Shyshaky, Myrhorod, Poltava gubernia, Ukraine

Yurii Mytropolsky attended the Kazakh University in Alma-Ata (renamed Almaty in 1991). Alma-Ata is Soviet version of the Kazakh name Almaty for the capital of Kazakhstan, meaning "Father of Apples". It took this name in 1921 having previously been named Verny. Kazakh Al-Farabi State University was very new when Mytropolsky entered it, the University being founded in 1934.

Mytropolsky graduated from the Kazakh University in 1942. He was appointed to the Institute of Constructive Mechanics of the Academy of Sciences of the Ukraine in 1946, moving to the Institute of Mathematics of the Academy of Sciences of the Ukraine in 1951.
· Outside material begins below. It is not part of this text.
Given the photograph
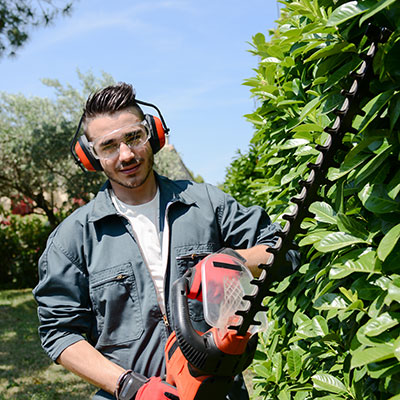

From 1951 Mytropolsky taught at Kiev University and continued teaching there when made Director of the Institute of Mathematics in 1958. He held the post of Director of the Institute for 30 years, expanding the work of the Institute. Petryshyn writes in :

During Yu Mytropolsky's directorship (1958-88), the institute experienced a great expansion in research personnel and mathematical disciplines, and an improvement in the quality of research.

Samoilenko worked with Mytropolsky on many joint mathematical projects and when Mytropolsky retired from the directorship of the Institute in 1988 Samoilenko took over the directorship.

In Petryshyn summarises Mytropolsky's work as follows:

Mytropolsky has made major contributions to the theory of oscillations and nonlinear mechanics as well as the qualitative theory of differential equations . He further developed asymptotic methods and applied them to the solution of practical problems. He extended the Krylov Bogoluibov symbolic method to nonlinear systems and extended asymptotic methods in the theory of nonlinear mechanics. Using a method of successive substitutes, he constructed a general solution for a system of nonlinear equations and studied its behaviour in the neighbourhood of the quasi-periodic solution. He also successfully applied the averaging method to the study of oscillating systems with slowly varying parameters.

In 1955 Mytropolsky and Bogoluibov published a monograph on asymptotic methods in nonlinear oscillations. This work was to lead to further advances by the Kiev school, in particular they applied asymptotic methods to partial and functional differential equations.

Mytropolsky was elected to the Academy of Sciences of the Ukraine in 1961 and to the Academy of Sciences of the USSR in 1984. He was also honoured by the award of the A M Lyapunov Gold Medal in 1987.